– Ты знаешь, – говорит Морис.

– Серьёзно?

Ребята одновременно кивают. Я снова злюсь – и на них, и на себя.

– Хорошо, – соглашаюсь я скрепя сердце.

– Тогда тебе придётся приступить прямо здесь.

– Зачем?

– Чтобы мы убедились, что ты нас не обманула, – поясняет мне Морис, как маленькому ребёнку. Я фыркаю и поднимаюсь с колен.

– Горю желанием обвести вас вокруг пальца.

Было бы неплохо подложить что-то под лист, поэтому я осматриваюсь в поисках чего-нибудь подходящего. Я подхожу к журнальному столику, на котором лежит коробка с остывшей пиццей, и, убедившись, что она никому не нужна, возвращаюсь на своё место вместе с ней. Оставшиеся кусочки мы с ребятами делим между собой.

– Мы серьёзно, Кэт, – напоминает мне Морис. – Если не хочешь пить виски, тебе придётся выполнить задание.

– Я соглашаюсь только потому, что на завтрашней фотосессии мне нужно быть трезвой, – отвечаю я, запивая пиццу газировкой. – У вас классные закуски!

– Ещё бы, – оживает Морис. – Так, когда ты приступишь к написанию письма?

Моя попытка сменить тему не увенчалась успехом.

– Ну, раз у меня нет выбора, то сейчас, – отвечаю я.

Бет достаёт из небольшого шкафа несколько листов и ручку.

– Кого-то выбрала? – интересуется она.

Я бы с радостью написала письмо Билли Акерсу, но, к моему сожалению, ребята уже в курсе наших отношений. Скорее всего, придётся писать Люку Грину. Он кажется мне беспроигрышным вариантом: с ним мы не раз пересекались в старшей школе, и ложь о моей влюблённости хотя бы отдалённо будет напоминать правду. Что до реакции Билли, то я легко смогу убедить его в том, что всё это не более чем шутка.

Поставив на колени коробку из-под пиццы, я беру у Бет лист и начинаю писать.


«Дорогой Люк,

Пишет тебе Кэтрин Лонг.

Перед тем, как ты начнёшь читать, я хочу сказать, что ты очень смелый. Будь я на твоём месте, я бы никогда не распечатывала это письмо. Люк, я безмерно виновата перед тобой, но и держать в себе переживания я тоже не могу. Я очень надеюсь, что ты правильно поймёшь меня. Спасибо.

Примерно в шестом классе я начала замечать за собой странные вещи. Например, однажды, стоя около школьного крыльца, я любовалась твоей хитрой улыбкой, которая иногда украшала твоё унылое лицо. О чём ты тогда думал? О том, что снова сбежал с урока незамеченным? Я ещё тогда представляла, как тебе влетит от мистера Симпсона на следующий день, потому что мы собирались проходить какую-то очень сложную тему. Но ты оказался хитрее и сказал моей бабушке, что заболел. Я хорошо запомнила этот случай. Я хорошо запомнила твою хитрую улыбку.

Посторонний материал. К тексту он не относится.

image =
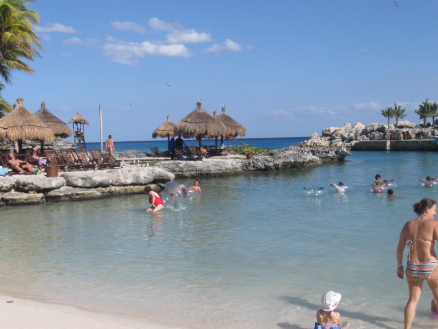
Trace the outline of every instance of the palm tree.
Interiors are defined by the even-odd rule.
[[[23,60],[41,57],[42,49],[33,25],[40,23],[38,12],[26,5],[34,0],[0,0],[0,76],[11,83],[13,70],[33,74],[34,69]],[[0,83],[0,93],[4,84]],[[10,106],[0,95],[0,117],[10,110]]]
[[[382,110],[382,115],[388,119],[388,132],[389,132],[389,120],[396,116],[396,111],[391,107]]]
[[[406,108],[402,108],[402,106],[397,105],[397,103],[394,103],[394,111],[396,112],[396,114],[394,115],[396,118],[396,128],[398,128],[398,119],[403,119],[408,114],[404,113],[406,112]]]
[[[435,124],[435,117],[438,117],[438,103],[437,103],[436,101],[434,101],[430,106],[430,107],[432,108],[432,111],[433,112],[433,114],[430,116],[432,117],[432,119],[433,119],[432,127],[433,128]]]
[[[427,118],[435,114],[433,110],[433,103],[428,99],[423,101],[422,104],[419,105],[418,108],[415,112],[420,115],[420,119],[423,119],[423,127],[426,127]]]

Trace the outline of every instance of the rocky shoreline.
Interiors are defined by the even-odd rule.
[[[131,156],[132,152],[137,151],[121,152],[118,157]],[[205,158],[203,161],[162,160],[151,167],[141,167],[138,161],[137,165],[126,161],[123,168],[62,172],[55,178],[47,178],[45,173],[3,176],[0,177],[0,206],[139,194],[146,185],[155,184],[153,188],[159,189],[160,184],[177,178],[302,169],[328,162],[344,162],[350,154],[344,147],[322,149],[292,146],[268,151],[250,160],[246,160],[245,156],[227,156]]]
[[[433,137],[438,136],[438,129],[435,129],[430,123],[425,127],[422,124],[417,125],[408,121],[398,122],[397,126],[395,124],[388,125],[383,123],[371,123],[364,125],[360,122],[350,125],[345,123],[342,127],[331,127],[322,130],[322,134],[319,136],[316,132],[311,134],[310,139],[300,143],[301,147],[318,147],[318,148],[338,148],[346,147],[348,149],[363,149],[358,145],[361,142],[397,141],[412,141],[432,140]],[[421,149],[421,148],[412,149],[412,143],[407,143],[408,148],[400,147],[400,150],[403,149]],[[436,147],[436,143],[431,143],[429,145],[425,145],[425,149],[430,147]],[[385,149],[381,145],[378,145],[375,149]]]

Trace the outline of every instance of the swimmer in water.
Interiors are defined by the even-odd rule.
[[[382,177],[378,173],[376,175],[376,177],[374,178],[376,179],[376,180],[371,183],[372,185],[374,185],[372,191],[374,193],[381,193],[383,188],[388,184],[387,182],[394,180],[382,180]]]
[[[152,191],[151,186],[146,186],[144,193],[149,195],[149,202],[152,204],[146,211],[155,212],[164,208],[163,200],[157,192]]]
[[[193,185],[188,188],[185,187],[183,184],[180,184],[179,186],[183,190],[194,190],[198,191],[200,193],[203,193],[203,190],[201,190],[201,186],[199,186],[199,180],[194,180]]]
[[[339,182],[337,184],[331,183],[330,185],[331,186],[335,186],[336,192],[345,192],[345,186],[342,182]]]
[[[427,176],[426,179],[422,178],[422,182],[424,183],[426,187],[433,187],[434,183],[438,180],[438,178],[434,178],[431,176]]]
[[[400,199],[402,197],[400,197],[400,195],[396,195],[394,194],[394,191],[392,191],[391,188],[388,188],[388,191],[387,192],[387,194],[388,195],[388,196],[387,197],[395,197],[396,199]]]

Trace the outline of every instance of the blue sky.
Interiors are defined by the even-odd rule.
[[[386,122],[438,99],[437,0],[39,0],[42,58],[3,97],[65,122],[88,141],[147,141],[170,115],[227,112],[246,137],[321,134]],[[169,86],[168,86],[168,84]]]

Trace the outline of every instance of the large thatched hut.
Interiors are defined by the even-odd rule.
[[[68,125],[47,110],[44,101],[41,103],[41,108],[35,113],[35,115],[51,129],[55,136],[66,138],[72,136],[71,129]]]
[[[226,131],[226,127],[205,112],[201,100],[196,107],[175,125],[175,134],[185,138],[196,138],[202,146],[202,138],[205,136],[220,136]]]
[[[222,113],[217,117],[217,119],[222,122],[230,130],[230,133],[228,135],[221,135],[220,143],[224,143],[224,136],[227,139],[236,139],[237,136],[244,136],[246,134],[246,129],[240,123],[231,118],[225,112],[225,106],[222,107]]]
[[[0,119],[0,140],[18,141],[21,152],[23,141],[55,141],[50,128],[23,105],[23,99],[17,99],[18,105]]]
[[[159,136],[160,137],[167,137],[167,147],[169,149],[169,141],[170,137],[175,137],[175,124],[170,121],[170,116],[168,114],[167,120],[164,123],[160,125],[157,129],[155,129],[152,133],[152,138],[156,138]]]

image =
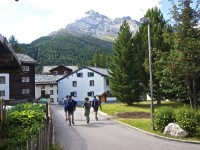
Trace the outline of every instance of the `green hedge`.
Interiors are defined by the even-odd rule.
[[[154,114],[155,129],[163,131],[165,126],[170,122],[175,121],[174,112],[172,107],[160,107]]]

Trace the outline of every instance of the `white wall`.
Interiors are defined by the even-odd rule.
[[[87,93],[94,91],[94,95],[103,93],[109,90],[109,86],[105,86],[106,79],[94,72],[93,77],[88,77],[88,72],[92,72],[87,68],[79,70],[77,73],[83,73],[83,77],[77,77],[77,73],[74,73],[58,82],[58,99],[62,101],[66,95],[70,95],[70,92],[77,92],[77,97],[73,97],[76,101],[84,101]],[[94,80],[94,86],[90,86],[90,80]],[[77,87],[72,86],[72,81],[77,81]],[[93,97],[89,97],[92,100]]]
[[[53,95],[50,95],[50,98],[54,99],[54,104],[58,104],[58,93],[57,93],[57,84],[53,84],[53,87],[50,87],[50,84],[36,84],[35,85],[35,98],[41,97],[42,87],[45,86],[45,94],[50,94],[50,90],[53,90]]]
[[[9,74],[7,73],[0,73],[0,76],[5,77],[5,84],[0,84],[0,90],[5,91],[5,96],[3,96],[3,99],[10,99],[10,91],[9,91]]]

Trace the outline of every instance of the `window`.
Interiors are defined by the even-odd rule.
[[[50,95],[53,95],[53,90],[50,90]]]
[[[30,94],[30,89],[22,89],[22,94]]]
[[[68,74],[68,71],[64,71],[64,74]]]
[[[30,82],[30,78],[29,77],[22,77],[22,82]]]
[[[54,98],[50,98],[51,103],[54,103]]]
[[[94,96],[94,91],[88,92],[88,96]]]
[[[88,77],[94,77],[94,72],[88,72]]]
[[[5,96],[5,91],[0,91],[0,96]]]
[[[53,75],[57,75],[58,74],[58,71],[53,71]]]
[[[94,86],[94,80],[90,80],[90,86]]]
[[[77,77],[83,77],[83,73],[77,73]]]
[[[29,71],[29,70],[30,70],[29,66],[22,66],[22,71]]]
[[[5,77],[1,76],[0,77],[0,84],[5,84],[5,81],[6,81]]]
[[[109,85],[109,80],[106,80],[106,85]]]
[[[70,92],[70,95],[73,97],[77,97],[77,92]]]
[[[77,87],[77,81],[72,81],[72,86]]]

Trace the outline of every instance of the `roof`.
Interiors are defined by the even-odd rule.
[[[85,67],[103,76],[109,76],[108,69],[98,67]]]
[[[25,54],[17,53],[17,57],[22,63],[29,63],[29,64],[36,64],[37,63],[33,58],[31,58],[30,56],[25,55]]]
[[[58,66],[43,66],[42,73],[50,73],[50,70],[56,68]],[[78,66],[65,66],[66,68],[72,69],[72,71],[78,70]]]
[[[106,69],[106,68],[98,68],[98,67],[82,67],[82,68],[80,68],[80,69],[78,69],[78,70],[72,72],[72,73],[69,74],[69,75],[63,76],[62,78],[58,79],[57,81],[60,81],[60,80],[66,78],[66,77],[68,77],[68,76],[70,76],[70,75],[72,75],[72,74],[74,74],[74,73],[77,73],[78,71],[80,71],[80,70],[82,70],[82,69],[89,69],[89,70],[91,70],[91,71],[94,71],[94,72],[96,72],[96,73],[102,75],[102,76],[109,76],[109,73],[108,73],[108,70],[109,70],[109,69]]]
[[[35,84],[56,83],[56,81],[62,77],[63,77],[63,75],[36,74],[35,75]]]
[[[0,66],[10,67],[16,66],[21,68],[21,62],[16,56],[13,48],[8,43],[7,39],[0,35]]]

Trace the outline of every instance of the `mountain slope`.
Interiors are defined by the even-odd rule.
[[[37,60],[40,72],[44,65],[87,65],[95,51],[112,53],[112,43],[87,35],[59,33],[41,37],[31,44],[21,45],[23,52]]]
[[[44,65],[88,65],[96,51],[112,53],[112,42],[124,19],[135,33],[139,23],[130,17],[112,20],[91,10],[86,12],[86,17],[68,24],[65,29],[52,32],[30,44],[21,44],[22,50],[39,63],[37,73]]]
[[[53,32],[50,35],[70,32],[76,35],[86,34],[113,41],[117,37],[119,28],[125,19],[127,20],[133,34],[138,30],[140,24],[139,22],[132,20],[130,17],[110,19],[94,10],[86,12],[85,15],[86,17],[76,20],[74,23],[68,24],[65,29]]]

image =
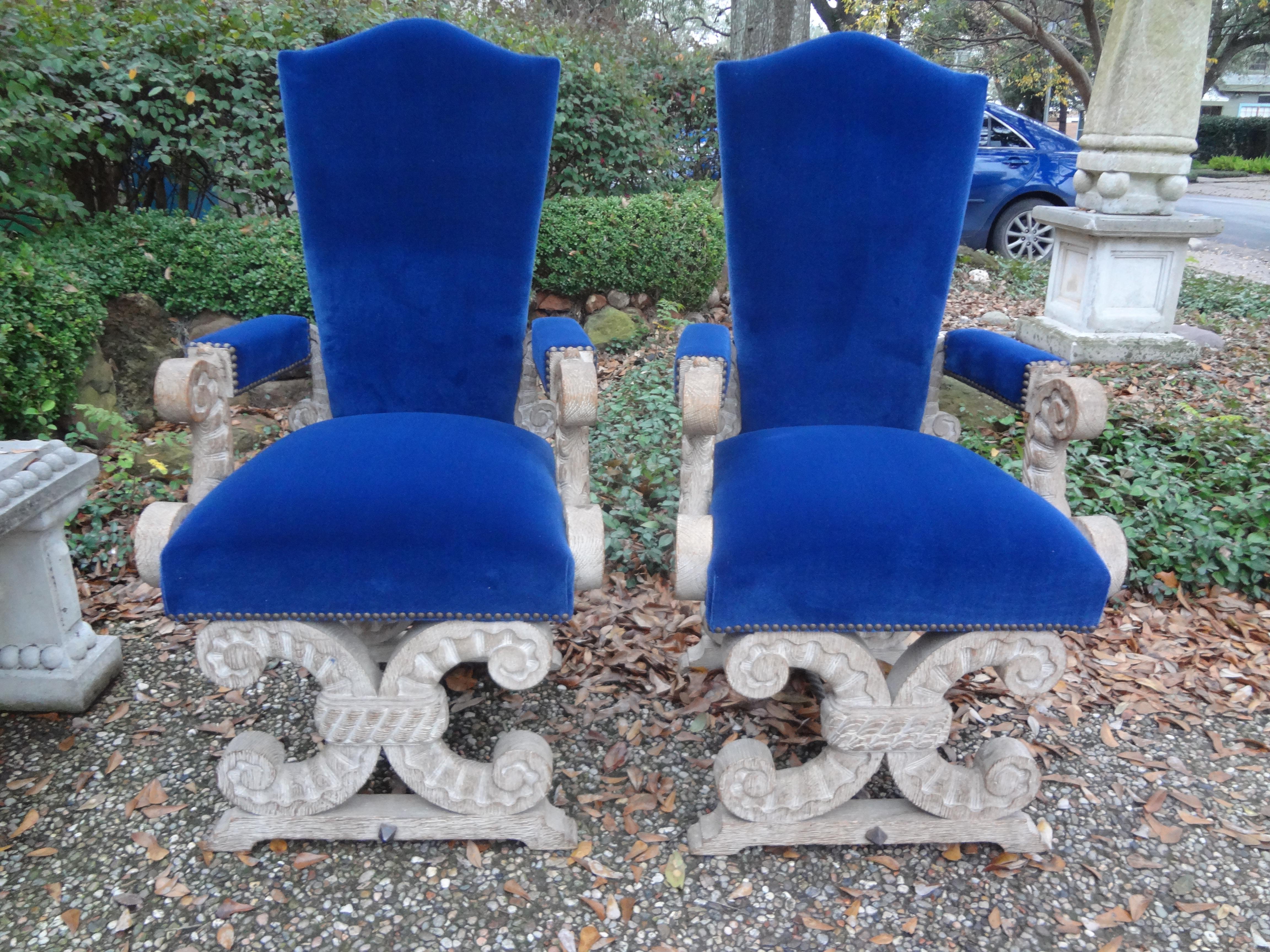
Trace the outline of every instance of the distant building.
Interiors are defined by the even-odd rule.
[[[1238,72],[1214,83],[1200,100],[1199,114],[1270,118],[1270,47],[1248,51]]]

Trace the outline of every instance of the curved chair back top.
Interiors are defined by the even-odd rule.
[[[511,423],[560,63],[406,19],[278,76],[334,415]]]
[[[918,429],[987,80],[864,33],[715,70],[742,426]]]

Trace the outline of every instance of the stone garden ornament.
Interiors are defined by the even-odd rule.
[[[716,74],[733,331],[688,326],[676,354],[677,594],[706,618],[685,664],[751,698],[813,671],[827,746],[776,769],[759,740],[725,745],[691,848],[1043,850],[1029,745],[950,758],[944,694],[989,666],[1020,697],[1054,687],[1059,632],[1099,623],[1126,551],[1066,498],[1101,386],[992,331],[940,334],[986,80],[861,33]],[[806,94],[826,86],[838,95]],[[1027,413],[1022,482],[956,446],[944,373]],[[884,759],[903,798],[855,798]]]
[[[58,439],[0,440],[0,710],[79,713],[123,664],[80,617],[66,547],[97,472]]]
[[[163,366],[193,480],[137,529],[168,612],[208,622],[212,680],[245,688],[284,659],[321,685],[314,757],[257,731],[226,748],[213,849],[577,842],[546,801],[547,744],[517,730],[488,762],[458,757],[441,683],[484,661],[504,688],[537,684],[551,622],[601,584],[592,347],[566,319],[525,331],[559,69],[420,19],[278,57],[316,326],[258,317]],[[230,397],[304,359],[296,432],[235,471]],[[357,792],[381,751],[413,793]]]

Помнишь, как ты засмотрелся на меня и споткнулся на занятии физкультуры? Я тоже смотрела на тебя. Помнишь, как ты единственный смеялся с моих шуток, хоть в них не было ничего особенного? Ты не позволял себе улыбаться другим, хотя они шутили намного остроумнее. Ты влюблял меня, Люк, своей медленной походкой и своей улыбкой. Той, которая не была ни для кого предназначена, но всегда попадалась мне на глаза…»


В реальности же всё наоборот. Я ни разу не замечала улыбки на лице Люка, о которой только что написала. И на то наверняка были свои причины, ведь Люк всю жизнь рос в детском доме. Я громко стучала высокими каблучками, когда проходила по школьному коридору, и, пока все парни любовались моими длинными ногами, Люк куда-то пропадал. На занятиях физкультуры мы и вовсе не пересекались.

Я кладу ручку рядом и перечитываю письмо. Пробежавшись глазами по предложениям, состоящим из грязной лжи, я вздыхаю и сминаю лист.

– Что за дела? – негодует Морис.

– Мне нужно собраться, – монотонно произношу я.